When curfew laws are challenged, courts analyze them in terms of substantive rather than procedural rights. Substantively, curfews threaten both the freedom of assembly protected by the First Amendment and what’s referred to as the “right to travel” — a substantive form of liberty interest protected by the 5th and 14th Amendments. In adjudicating these challenges, courts give broad deference to government authorities, recognizing that more exacting scrutiny could place undue demands on officials who must respond quickly to dire emergencies with only limited information.
Thus, courts almost never find that emergency curfews illegal. Instead, in upholding curfews, courts usually note simply that a serious threat to public safety or order existed. Sometimes, courts will also point to a curfew’s limited and graduated nature, such as it lasting only a brief period, or plans in place to relax or narrow it as conditions improve. But, above all, curfew law highlights the substantial leeway that courts give the government in exigent circumstances. As one appeals court put it, whether harsh restrictions are “absolutely necessary in order to prevent a serious civil disorder is clearly an important question for political debate, but not, we think, a question for judicial resolution.”
Viewing COVID restrictions, then, as much more a public policy than a legal question, the focus becomes not so much what will courts sustain or strike down, but instead what makes good sense to the public and is supported by solid science.

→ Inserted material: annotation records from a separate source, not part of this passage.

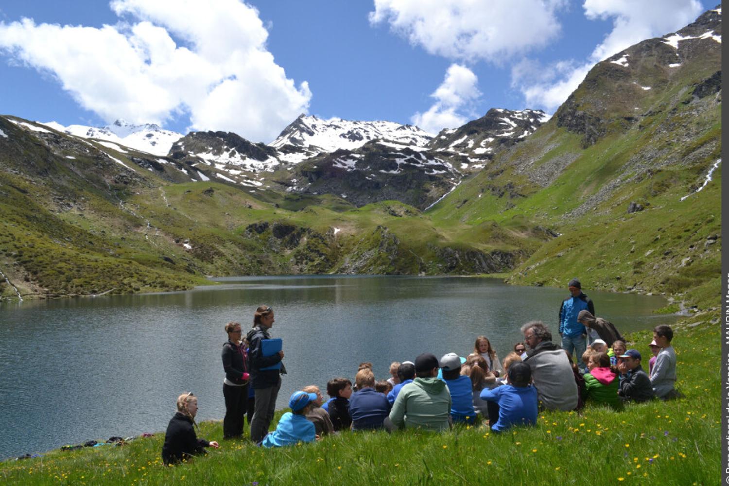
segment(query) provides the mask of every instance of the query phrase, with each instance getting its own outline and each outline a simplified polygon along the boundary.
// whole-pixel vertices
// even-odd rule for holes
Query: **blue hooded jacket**
[[[282,447],[294,445],[297,442],[312,442],[316,439],[316,431],[313,422],[304,415],[290,412],[284,413],[276,430],[269,432],[261,445],[264,447]]]
[[[577,322],[577,314],[580,310],[589,310],[595,315],[595,306],[592,300],[582,292],[576,297],[570,295],[562,301],[559,306],[559,334],[569,337],[577,337],[586,334],[585,326]]]

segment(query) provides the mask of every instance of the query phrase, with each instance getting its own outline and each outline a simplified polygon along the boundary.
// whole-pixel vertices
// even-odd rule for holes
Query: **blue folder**
[[[264,356],[273,356],[283,349],[284,341],[280,337],[274,337],[270,340],[261,340],[261,352]],[[266,369],[281,369],[281,361],[270,367],[261,368],[261,371]]]

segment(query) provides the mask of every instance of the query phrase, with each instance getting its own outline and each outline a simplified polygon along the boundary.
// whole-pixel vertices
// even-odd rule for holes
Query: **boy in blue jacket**
[[[537,423],[537,388],[531,384],[531,369],[523,361],[509,367],[509,383],[492,390],[481,391],[481,399],[499,404],[499,420],[491,424],[494,432],[504,431],[512,425],[533,426]]]
[[[306,418],[306,414],[316,400],[316,393],[305,391],[295,392],[289,399],[291,412],[284,413],[276,430],[269,432],[261,445],[264,447],[282,447],[294,445],[297,442],[313,442],[319,437],[316,435],[313,423]]]

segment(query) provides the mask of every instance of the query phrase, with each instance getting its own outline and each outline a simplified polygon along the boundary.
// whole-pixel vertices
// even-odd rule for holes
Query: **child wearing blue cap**
[[[316,401],[316,393],[295,392],[289,399],[291,412],[286,412],[281,416],[276,430],[263,438],[261,445],[264,447],[283,447],[297,442],[318,440],[319,437],[316,435],[314,424],[306,418],[306,414],[311,409],[312,402]]]

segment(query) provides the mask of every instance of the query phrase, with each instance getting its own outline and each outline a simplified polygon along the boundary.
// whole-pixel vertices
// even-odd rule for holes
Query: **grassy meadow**
[[[714,311],[674,328],[677,386],[685,394],[680,400],[634,404],[622,412],[590,404],[580,413],[542,412],[536,427],[501,434],[465,426],[441,434],[344,432],[278,450],[245,440],[223,441],[221,422],[206,422],[199,435],[221,447],[189,463],[162,464],[163,431],[121,447],[57,450],[0,463],[0,483],[477,485],[497,479],[716,485],[721,477],[722,437],[718,322],[719,313]],[[630,339],[647,367],[650,332],[634,333]],[[165,425],[160,423],[160,430]]]

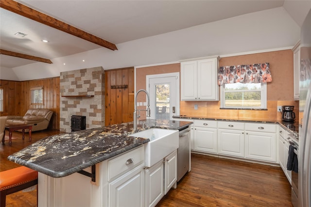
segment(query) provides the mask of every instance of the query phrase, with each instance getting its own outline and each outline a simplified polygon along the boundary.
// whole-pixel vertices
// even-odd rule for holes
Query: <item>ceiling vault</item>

Space does not allow full development of various approaches, but, as we’ve noted elsewhere, there is emerging consensus among various experts and thoughtful analysts that the key to appropriately balancing civil liberties with public health protections is much more widespread testing – both to determine who has the disease, and also to determine who has recovered from it and therefore is either immune or at greatly reduced risk, at least for some period of time.
Identifying people most likely to transmit infection in the near term provides individualized risk assessment that could protect the public through more targeted restrictions. And, identifying those who have acquired immunity could free them to return to work, school, worship or other important activities.
To be sure, we still lack the materials and technology needed for widespread testing and surveillance. But advances are moving quickly. Some people would find testing itself to be an intrusion, but considering this pandemic’s magnitude, required or strongly encouraged testing could reduce or prevent the need for much greater intrusions.
Graduated unwinding and, if needed, re-imposition of restrictions inevitably entails compromises between disease control and protection of civil liberties. Approaches that, in ordinary times, would be beyond the pale, today, seem like a fair price to pay for safely and equitably resuming a semblance of normal life.